Local embedding presets must be downloaded first if not cached. Pre-warm
them with the cache command:
kreuzberg cache warm --embedding-model balanced
kreuzberg cache warm --all-embeddings
Programmatic access
Keywords and detected languages live on the extraction result:
from kreuzberg import extract_file_sync, ExtractionConfig
result = extract_file_sync(
"paper.pdf",
config=ExtractionConfig(),
)
print(result.keywords)
print(result.detected_languages)
See references/python-api.md and references/configuration.md in the
sibling kreuzberg skill for the keyword / language-detection config
classes and the embedding presets.
Common pitfalls
- No
--keywords flag — keyword extraction is config-only. Use
--config-json '{"keywords":{...}}' or a [keywords] config block.

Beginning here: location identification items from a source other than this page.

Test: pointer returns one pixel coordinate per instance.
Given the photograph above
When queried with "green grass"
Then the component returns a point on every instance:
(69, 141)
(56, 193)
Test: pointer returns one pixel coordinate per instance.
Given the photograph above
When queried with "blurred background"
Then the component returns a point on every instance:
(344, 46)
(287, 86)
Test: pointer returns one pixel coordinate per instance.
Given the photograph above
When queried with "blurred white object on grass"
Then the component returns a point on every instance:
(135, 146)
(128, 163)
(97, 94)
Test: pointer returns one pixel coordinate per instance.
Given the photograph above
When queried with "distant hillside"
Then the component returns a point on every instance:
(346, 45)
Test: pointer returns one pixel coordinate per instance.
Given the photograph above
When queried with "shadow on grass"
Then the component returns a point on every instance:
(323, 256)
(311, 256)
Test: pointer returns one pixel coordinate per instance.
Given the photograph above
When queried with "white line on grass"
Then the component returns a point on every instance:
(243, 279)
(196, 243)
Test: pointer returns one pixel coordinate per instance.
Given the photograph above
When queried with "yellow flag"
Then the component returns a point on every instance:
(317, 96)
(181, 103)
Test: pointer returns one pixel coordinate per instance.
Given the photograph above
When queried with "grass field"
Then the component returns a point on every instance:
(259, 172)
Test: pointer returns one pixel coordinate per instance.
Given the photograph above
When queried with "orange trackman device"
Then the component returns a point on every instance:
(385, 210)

min_score direction — lower is better for YAKE, higher is better
for RAKE; pick the threshold to match the algorithm.
- Embeddings ≠ extraction —
embed only takes raw text. Pipe
kreuzberg extract output into it for document vectors.
- Cold embedding models — first local run downloads the preset; run
kreuzberg cache warm --all-embeddings to pre-populate.
See references/advanced-features.md for the embeddings pipeline and
references/cli-reference.md for the embed and cache warm flag sets.